Acho que minha paixão por carnaval teve foi cultivada desde muito cedo pela minha mãe. Desde meus seis meses de idade que mamãe sempre me fantasiava.
A primeira fantasia foi de bailarina (aliás,esse era o sonho dela....chegou a me matricular nas aulas de balé, mas papai abortou a idéia porque achava que não devia estimular minha possível vovação para a dança....e eu só tinha quatro aninhos!!!).
Depois vieram as fantasias de grega, baiana, índia, tirolesa, colombina...e muitas outras.
Meu último carnaval no América foi fantasiada de malandra num grupo formado pelos nadadores do América.
Frequentei os bailinhos infantis do américa até meus 12 anos.
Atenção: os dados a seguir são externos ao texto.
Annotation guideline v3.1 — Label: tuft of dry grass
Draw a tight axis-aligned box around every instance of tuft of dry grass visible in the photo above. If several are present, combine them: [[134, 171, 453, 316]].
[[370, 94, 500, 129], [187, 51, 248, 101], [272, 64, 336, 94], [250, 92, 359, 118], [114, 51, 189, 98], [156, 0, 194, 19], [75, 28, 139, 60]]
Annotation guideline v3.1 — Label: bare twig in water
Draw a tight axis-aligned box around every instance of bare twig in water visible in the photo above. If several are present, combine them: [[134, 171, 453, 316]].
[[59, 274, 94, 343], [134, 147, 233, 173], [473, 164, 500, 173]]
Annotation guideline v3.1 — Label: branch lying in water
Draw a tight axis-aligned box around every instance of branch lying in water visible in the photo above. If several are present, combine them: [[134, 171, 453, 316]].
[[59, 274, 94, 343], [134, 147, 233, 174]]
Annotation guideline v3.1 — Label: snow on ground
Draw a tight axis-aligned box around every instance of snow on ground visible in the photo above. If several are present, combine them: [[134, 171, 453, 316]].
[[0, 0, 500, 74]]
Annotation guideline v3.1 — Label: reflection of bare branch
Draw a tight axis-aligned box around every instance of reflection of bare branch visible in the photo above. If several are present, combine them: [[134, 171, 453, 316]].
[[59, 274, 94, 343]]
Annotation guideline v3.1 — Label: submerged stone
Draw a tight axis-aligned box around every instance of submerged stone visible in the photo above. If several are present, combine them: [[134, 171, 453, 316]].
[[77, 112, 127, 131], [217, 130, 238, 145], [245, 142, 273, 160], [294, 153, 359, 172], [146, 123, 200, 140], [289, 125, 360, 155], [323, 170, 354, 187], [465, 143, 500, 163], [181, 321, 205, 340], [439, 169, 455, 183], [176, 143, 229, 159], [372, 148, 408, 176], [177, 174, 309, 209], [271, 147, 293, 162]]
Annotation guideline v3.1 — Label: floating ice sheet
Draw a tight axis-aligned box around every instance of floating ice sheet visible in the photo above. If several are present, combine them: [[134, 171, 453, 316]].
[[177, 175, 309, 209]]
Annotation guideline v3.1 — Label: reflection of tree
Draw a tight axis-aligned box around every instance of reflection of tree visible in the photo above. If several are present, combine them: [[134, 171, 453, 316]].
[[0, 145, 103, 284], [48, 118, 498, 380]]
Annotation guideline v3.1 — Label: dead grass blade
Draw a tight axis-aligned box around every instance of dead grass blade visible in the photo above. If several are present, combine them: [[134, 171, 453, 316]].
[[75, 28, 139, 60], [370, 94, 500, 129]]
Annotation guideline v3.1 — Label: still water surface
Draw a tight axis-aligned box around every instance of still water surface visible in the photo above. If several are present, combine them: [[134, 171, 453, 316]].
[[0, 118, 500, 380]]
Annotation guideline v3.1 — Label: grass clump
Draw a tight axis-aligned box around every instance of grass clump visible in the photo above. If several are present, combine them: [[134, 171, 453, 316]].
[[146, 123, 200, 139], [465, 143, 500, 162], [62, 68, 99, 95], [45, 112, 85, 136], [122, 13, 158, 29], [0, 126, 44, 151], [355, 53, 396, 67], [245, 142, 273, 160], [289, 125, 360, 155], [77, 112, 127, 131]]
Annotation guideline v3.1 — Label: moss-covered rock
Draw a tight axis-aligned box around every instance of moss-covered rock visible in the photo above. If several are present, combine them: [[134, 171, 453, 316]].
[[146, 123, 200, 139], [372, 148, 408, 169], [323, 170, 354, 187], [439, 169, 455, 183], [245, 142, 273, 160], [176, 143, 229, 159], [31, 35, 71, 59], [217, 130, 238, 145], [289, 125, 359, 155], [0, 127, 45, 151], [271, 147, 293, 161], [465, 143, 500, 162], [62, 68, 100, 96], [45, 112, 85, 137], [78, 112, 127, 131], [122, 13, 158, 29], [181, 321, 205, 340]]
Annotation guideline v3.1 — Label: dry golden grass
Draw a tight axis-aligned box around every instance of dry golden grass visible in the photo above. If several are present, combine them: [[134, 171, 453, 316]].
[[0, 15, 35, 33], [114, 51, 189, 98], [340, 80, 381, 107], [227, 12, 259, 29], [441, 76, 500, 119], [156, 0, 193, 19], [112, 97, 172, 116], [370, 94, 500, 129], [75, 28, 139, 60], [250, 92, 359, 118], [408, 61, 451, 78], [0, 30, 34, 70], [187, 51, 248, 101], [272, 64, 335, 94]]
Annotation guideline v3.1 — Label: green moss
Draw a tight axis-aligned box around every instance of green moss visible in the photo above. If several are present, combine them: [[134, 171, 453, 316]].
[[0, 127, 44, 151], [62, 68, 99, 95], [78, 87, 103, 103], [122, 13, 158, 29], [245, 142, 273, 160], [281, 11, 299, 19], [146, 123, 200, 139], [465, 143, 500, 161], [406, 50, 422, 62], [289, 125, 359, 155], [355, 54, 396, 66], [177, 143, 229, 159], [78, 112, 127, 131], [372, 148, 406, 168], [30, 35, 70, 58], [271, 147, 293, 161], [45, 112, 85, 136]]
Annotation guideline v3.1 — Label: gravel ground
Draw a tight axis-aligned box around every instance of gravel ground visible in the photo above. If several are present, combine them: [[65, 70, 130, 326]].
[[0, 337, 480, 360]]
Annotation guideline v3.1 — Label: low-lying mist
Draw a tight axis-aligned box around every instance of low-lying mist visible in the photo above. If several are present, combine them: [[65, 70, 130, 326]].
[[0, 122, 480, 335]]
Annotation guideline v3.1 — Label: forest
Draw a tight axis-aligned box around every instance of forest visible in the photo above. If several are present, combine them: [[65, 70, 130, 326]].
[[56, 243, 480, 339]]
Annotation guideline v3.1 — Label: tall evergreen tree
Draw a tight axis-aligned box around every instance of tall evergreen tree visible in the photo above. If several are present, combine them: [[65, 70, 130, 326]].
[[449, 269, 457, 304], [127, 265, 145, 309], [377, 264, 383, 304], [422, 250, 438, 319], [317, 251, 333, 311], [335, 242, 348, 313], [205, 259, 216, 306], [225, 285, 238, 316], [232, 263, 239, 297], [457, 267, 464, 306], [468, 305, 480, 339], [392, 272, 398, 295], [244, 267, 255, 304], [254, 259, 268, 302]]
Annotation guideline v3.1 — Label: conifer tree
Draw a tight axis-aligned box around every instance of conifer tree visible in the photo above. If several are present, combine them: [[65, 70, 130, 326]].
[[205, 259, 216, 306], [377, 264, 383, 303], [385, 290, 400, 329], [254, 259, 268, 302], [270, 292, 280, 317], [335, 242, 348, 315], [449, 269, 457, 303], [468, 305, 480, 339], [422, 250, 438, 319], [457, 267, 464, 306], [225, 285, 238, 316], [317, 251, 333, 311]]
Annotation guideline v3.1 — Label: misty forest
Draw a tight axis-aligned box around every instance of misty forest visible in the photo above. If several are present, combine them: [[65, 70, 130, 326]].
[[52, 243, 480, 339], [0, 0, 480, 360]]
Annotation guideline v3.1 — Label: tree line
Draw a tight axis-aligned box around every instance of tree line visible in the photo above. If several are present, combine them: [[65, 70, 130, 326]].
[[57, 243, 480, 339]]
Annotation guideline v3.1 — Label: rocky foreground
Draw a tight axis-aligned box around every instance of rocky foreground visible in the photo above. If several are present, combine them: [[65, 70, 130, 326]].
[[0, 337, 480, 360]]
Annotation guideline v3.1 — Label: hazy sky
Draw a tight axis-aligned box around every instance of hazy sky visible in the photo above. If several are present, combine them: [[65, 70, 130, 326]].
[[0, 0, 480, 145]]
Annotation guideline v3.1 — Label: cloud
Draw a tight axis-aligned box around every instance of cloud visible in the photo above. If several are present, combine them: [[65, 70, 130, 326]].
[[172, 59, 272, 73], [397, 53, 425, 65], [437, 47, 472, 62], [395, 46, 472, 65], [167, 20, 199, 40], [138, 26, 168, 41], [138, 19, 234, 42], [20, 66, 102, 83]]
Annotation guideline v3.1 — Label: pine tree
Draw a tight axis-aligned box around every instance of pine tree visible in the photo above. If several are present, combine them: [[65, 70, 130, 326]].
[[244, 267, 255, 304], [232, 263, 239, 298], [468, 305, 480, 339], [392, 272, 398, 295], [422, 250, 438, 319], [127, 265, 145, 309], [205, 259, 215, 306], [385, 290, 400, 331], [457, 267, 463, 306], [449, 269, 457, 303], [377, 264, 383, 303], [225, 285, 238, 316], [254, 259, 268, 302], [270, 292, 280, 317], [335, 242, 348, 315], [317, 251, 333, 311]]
Depois, aos 14 anos, passei a brincar nos bailes do Country Club de Muriqui.
Foram muitos carnavais em Muriqui. Eu adorava! Lembro bem dos bate-bolas, tradicional fantasia utilizada por rapazes dos subúrbios do Rio de Janeiro.
Não existiam bate-bolas na Tijuca e, naquela época, as fantasias eram apenas um macacão largo, tipo palhaço, de cetim em duas cores. Metade do macacão era de uma cor e metade de outra. Eles usavam máscaras muito feias e amarravam uma bexiga de boi num pedaço de pau e saíam pelas ruas batendo a bexiga no chão e assustando as crianças.....Sempre achei essa brincadeira meio boba, mas eram assim os carnavais de Muriqui.
Já os bailes do Country eram tudo de bom!!! Como passávamos o verão inteiro em Muriqui, conhecíamos muita gente e todos estavam reunidos no baile. Era muito legal!!
Minhas primas Elaine e Luciene chegaram a deixar o Rio e seguir para lá com um monte de amigos. Sempre tinha gente hospedada lá em casa para curtir aquele carnaval. Também tinham os blocos nas ruas, as batucadas na praia....era uma delícia!
Depois veio o tempo dos desfiles em escolas de samba do Rio de Janeiro. Beija-Flor de Nilópolis em 1981, Mangueira em 1986 e 1987. Nessa época fui a alguns bailes de clubes do Rio, mas não gostei não...fiquei desconfortável com tanta baixaria. Exceto pelo Baile do Champagne, no Scala em 1987. Além de animado, era mais comportado e nós ficamos num camarote bem legal. Tão legal que, lá pelas tantas, apareceu por lá o Aécio Neves. Uauuuuuu!!! Um gatinho! E adivinha com quem ele brincou naquela noite? Eu mesma!!!! Rolou até uns beijinhos. Mas depois ele seguiu com os amigos para a boate Hippopotamus e eu achei que devia ficar no Scala com minhas amigas. Passei meu telefone para ele....e ele nunca telefonou. Dá pra acreditar que eu fiz uma bobagem dessas?
Em 1988 conheci o carnaval de Recife. Olinda e Galo da Madrugada! Bebi demais nesse carnaval!!! E me diverti muito também.
Foi então que, em 1989. conheci o carnaval de Salvador, na Bahia.
Nem foi uma opção minha brincar o carnaval da Bahia, que eu achava muito violento, mas, como era repórter da TV Aratu de Salvador, tive que trabalhar durante a festa. Foi amor a primeira vista!!! Desde do tempo das mortalhas... Bloco Eva, Pinel, Crocodilo, Coruja, Camaleão (esse é amor verdadeiro!!!). Depois vieram os alternativos: Acadêmicas, Nú Outro Eva, Adrenalina, Nana Banana, Coco Bambú e Me Abraça, além do trio de Armandinho, Dodô e Osmar. Passei muitas noites, em especial o amanhecer da quarta-feira de cinzas, em cima do trio de Osmar em plena Praça Castro Alves no encontro de trios que encerrava o carnaval da Bahia e que deixou de acontecer após a morte de Osmar.

E é em Salvador que, até hoje, gosto de brincar o carnaval. Se não puder ir até lá, prefiro nem brincar porque não acho mais a menor graça em outros carnavais.